Embrapa terá três linhas de pesquisa
Com a autorização, a Embrapa iniciará estudos em três frentes distintas:
- Conservação do material genético da Cannabis sativa, criando uma base inédita sobre a planta no Brasil.
- Desenvolvimento de tecnologias para cannabis medicinal, com foco em compostos como o canabidiol (CBD).
- Pré-melhoramento do cânhamo, subespécie de cannabis com amplo potencial econômico, especialmente na produção de fibras e sementes.
Antes de iniciar os experimentos, a instituição passará por inspeção da Anvisa para verificar se os protocolos de segurança, rastreabilidade e controle estão adequados às exigências regulatórias.
Segundo a Embrapa, o interesse mundial na cannabis cresce pela relevância econômica, medicinal e social da planta. No Brasil, o mercado de cannabis medicinal deve movimentar cerca de R$ 1 bilhão até o final de 2025.
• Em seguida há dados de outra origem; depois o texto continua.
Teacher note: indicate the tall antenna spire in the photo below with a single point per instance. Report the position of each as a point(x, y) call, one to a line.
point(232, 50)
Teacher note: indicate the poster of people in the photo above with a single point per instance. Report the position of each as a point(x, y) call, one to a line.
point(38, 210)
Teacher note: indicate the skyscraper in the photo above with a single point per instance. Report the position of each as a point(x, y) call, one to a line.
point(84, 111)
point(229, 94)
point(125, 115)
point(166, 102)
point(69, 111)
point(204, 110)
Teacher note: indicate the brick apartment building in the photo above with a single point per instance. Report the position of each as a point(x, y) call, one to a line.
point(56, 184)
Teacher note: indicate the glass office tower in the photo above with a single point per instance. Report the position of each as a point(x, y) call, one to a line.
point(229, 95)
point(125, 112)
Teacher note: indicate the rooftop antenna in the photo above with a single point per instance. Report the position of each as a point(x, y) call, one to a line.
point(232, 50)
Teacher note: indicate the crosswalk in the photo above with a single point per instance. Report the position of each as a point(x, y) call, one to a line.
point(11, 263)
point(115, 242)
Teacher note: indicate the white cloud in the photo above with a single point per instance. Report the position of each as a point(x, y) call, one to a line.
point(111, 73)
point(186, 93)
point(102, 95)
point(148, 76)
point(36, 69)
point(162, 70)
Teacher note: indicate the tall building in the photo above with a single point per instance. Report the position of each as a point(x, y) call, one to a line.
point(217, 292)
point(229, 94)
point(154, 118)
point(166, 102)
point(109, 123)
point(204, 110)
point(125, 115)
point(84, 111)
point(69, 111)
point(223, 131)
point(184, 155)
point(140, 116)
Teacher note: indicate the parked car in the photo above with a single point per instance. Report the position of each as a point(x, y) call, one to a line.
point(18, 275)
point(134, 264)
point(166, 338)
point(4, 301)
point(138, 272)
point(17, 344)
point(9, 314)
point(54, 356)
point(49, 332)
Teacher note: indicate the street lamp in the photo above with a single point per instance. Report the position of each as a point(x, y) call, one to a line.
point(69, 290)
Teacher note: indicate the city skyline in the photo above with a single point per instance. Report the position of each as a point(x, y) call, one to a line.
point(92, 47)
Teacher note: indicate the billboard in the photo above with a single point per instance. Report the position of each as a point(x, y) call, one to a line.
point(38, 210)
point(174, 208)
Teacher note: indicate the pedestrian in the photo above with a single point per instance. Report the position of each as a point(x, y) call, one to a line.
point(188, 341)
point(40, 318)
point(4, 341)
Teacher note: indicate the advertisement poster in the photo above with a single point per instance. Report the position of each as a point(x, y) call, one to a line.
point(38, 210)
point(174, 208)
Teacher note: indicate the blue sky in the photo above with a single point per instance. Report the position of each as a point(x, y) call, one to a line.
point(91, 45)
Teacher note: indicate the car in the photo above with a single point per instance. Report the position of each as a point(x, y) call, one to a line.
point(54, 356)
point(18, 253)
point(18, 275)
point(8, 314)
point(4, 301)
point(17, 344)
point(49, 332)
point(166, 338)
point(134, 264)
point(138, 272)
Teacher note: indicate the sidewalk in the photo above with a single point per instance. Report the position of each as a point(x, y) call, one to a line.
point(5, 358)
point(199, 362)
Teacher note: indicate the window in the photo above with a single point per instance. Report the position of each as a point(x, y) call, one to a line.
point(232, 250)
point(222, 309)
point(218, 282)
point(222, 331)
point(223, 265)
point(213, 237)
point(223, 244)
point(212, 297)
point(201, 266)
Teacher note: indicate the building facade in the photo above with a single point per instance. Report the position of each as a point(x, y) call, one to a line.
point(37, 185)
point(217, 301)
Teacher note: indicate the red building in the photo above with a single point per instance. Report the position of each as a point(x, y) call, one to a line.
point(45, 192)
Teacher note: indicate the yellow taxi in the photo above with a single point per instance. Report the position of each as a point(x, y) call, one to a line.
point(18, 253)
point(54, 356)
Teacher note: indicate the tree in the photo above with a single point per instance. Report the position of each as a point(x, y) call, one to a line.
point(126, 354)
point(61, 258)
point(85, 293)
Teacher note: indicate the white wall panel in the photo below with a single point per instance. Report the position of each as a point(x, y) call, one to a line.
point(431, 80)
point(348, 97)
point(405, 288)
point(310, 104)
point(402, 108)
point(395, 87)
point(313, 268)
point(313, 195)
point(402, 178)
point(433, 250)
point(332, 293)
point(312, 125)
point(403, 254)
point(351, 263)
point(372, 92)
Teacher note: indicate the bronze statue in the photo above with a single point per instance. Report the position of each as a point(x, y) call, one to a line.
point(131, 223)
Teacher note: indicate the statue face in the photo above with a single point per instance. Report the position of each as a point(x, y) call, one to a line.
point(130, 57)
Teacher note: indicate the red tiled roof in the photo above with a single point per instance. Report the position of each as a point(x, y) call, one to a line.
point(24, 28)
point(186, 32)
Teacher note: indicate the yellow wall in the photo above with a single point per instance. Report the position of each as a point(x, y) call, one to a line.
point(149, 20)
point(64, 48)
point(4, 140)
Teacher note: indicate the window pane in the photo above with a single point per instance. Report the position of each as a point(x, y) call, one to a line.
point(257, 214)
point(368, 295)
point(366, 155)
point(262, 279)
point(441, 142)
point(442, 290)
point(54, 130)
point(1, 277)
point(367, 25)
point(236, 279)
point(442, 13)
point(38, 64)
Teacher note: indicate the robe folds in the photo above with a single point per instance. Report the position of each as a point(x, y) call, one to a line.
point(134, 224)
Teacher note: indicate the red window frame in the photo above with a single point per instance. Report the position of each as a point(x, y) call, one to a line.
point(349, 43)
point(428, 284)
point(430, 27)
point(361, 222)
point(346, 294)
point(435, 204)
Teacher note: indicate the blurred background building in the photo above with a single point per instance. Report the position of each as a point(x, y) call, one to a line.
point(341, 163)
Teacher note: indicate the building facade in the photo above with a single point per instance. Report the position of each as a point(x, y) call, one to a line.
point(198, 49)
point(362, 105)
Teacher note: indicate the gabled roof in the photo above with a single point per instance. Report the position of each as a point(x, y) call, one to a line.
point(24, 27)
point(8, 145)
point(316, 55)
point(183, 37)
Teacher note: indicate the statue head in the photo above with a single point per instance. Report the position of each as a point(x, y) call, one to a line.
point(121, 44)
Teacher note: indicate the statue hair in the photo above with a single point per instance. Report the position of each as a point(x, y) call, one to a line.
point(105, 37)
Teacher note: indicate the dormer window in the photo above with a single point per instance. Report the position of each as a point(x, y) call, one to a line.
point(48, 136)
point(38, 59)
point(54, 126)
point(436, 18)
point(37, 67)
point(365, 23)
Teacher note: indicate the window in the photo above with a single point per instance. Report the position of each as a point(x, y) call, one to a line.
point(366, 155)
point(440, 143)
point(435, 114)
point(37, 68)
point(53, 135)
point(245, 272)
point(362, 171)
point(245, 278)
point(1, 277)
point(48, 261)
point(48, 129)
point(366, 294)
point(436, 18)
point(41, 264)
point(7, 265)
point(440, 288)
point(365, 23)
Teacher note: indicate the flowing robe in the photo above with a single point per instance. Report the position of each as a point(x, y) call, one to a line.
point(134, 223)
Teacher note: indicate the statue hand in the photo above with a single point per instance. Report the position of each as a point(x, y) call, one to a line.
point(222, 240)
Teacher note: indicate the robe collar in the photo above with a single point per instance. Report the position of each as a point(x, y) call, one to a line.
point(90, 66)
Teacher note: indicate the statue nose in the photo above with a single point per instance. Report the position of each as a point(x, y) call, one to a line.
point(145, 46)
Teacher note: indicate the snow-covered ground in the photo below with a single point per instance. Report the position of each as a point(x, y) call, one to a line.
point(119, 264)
Associações impulsionam ciência brasileira enquanto cultivo não é regulamentado
Enquanto a Embrapa comemora o início dos estudos em escala institucional, pesquisadores destacam que grande parte da produção científica sobre cannabis no Brasil já vem sendo sustentada há anos por associações de pacientes em parceria com universidades públicas e privadas.
Entre elas, a Santa Cannabis, sediada em Florianópolis (SC), tornou-se uma das principais articuladoras da pesquisa nacional. A entidade divulgou recentemente um mapeamento com 32 estudos brasileiros em andamento ou já concluídos, envolvendo universidades como UFSC, UFPR, UNILA, USP, UNESP, UDESC, UNISUL, UNOESTE, UNESC e UFLA.
Essas pesquisas abrangem:
- ensaios clínicos
- análises fitoquímicas
- estudos agronômicos
- modelos experimentais
- investigações sociais
- avaliação de métodos analíticos
- estudos com animais e culturas em laboratório
A Santa Cannabis fornece extratos, flores, mudas, materiais de cultivo, dados clínicos e suporte técnico — elementos fundamentais para que os pesquisadores possam avançar mesmo sem uma regulamentação definitiva para o cultivo da planta no país.
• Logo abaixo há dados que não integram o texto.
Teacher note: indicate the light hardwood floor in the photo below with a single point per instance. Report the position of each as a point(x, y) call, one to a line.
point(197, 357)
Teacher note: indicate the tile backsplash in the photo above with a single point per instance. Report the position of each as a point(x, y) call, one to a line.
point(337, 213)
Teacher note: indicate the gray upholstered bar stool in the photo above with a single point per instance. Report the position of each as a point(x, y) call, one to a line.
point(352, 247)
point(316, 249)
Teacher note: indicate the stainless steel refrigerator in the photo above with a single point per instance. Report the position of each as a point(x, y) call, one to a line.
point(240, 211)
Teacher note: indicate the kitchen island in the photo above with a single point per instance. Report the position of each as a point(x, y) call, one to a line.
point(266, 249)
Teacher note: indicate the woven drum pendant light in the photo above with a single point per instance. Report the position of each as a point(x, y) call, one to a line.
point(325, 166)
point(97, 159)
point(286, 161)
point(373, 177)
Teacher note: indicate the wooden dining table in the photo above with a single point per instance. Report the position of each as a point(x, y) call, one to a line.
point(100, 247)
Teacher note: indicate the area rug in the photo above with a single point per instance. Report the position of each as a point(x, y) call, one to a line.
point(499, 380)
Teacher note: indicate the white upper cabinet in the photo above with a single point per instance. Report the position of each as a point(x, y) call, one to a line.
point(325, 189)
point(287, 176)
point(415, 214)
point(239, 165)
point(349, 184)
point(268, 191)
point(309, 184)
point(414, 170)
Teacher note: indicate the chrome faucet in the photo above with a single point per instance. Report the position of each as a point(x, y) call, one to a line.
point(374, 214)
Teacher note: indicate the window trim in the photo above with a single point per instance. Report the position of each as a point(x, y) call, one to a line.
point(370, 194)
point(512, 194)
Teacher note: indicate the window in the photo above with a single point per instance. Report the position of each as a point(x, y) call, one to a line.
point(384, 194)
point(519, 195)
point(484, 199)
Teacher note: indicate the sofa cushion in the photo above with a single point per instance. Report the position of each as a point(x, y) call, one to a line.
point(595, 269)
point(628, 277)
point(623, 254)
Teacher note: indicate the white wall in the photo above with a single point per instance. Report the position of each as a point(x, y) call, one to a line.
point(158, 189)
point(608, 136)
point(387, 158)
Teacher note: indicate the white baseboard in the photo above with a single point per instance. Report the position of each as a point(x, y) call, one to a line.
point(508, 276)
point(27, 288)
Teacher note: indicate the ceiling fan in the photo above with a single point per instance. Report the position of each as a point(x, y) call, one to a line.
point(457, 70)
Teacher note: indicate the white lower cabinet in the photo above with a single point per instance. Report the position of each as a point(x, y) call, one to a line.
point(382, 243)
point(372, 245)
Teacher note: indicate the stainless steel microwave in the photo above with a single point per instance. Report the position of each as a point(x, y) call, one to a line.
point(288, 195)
“O Brasil não está começando do zero”
Para a farmacêutica e responsável técnica da Santa Cannabis, Gabriela Kreffta, as dezenas de pesquisas em andamento demonstram que o país já possui base científica sólida para avançar com políticas públicas sobre cannabis.
Ela afirma:
“A quantidade e a qualidade das pesquisas que apoiamos mostram que o Brasil não está começando do zero. Há rigor, dados e ciência robusta sendo produzida aqui. O que falta é transformar esse conhecimento em políticas públicas que assegurem cultivo nacional, qualidade farmacêutica e acesso seguro aos pacientes.”
O presidente da Santa Cannabis, Pedro Sabaciauskis, reforça que o chamamento da Anvisa é positivo, mas não inaugura a produção científica nacional — apenas organiza o que já existe.
Segundo ele:
“Mesmo sem uma norma clara para o cultivo, conseguimos apoiar mais de 32 pesquisas sérias em universidades de todo o país. Isso prova que o Brasil já tem evidências sólidas sobre cannabis. As associações têm sido fundamentais, oferecendo insumos, dados e suporte técnico. Seguimos à disposição da comunidade científica e da Anvisa para contribuir com essa construção.”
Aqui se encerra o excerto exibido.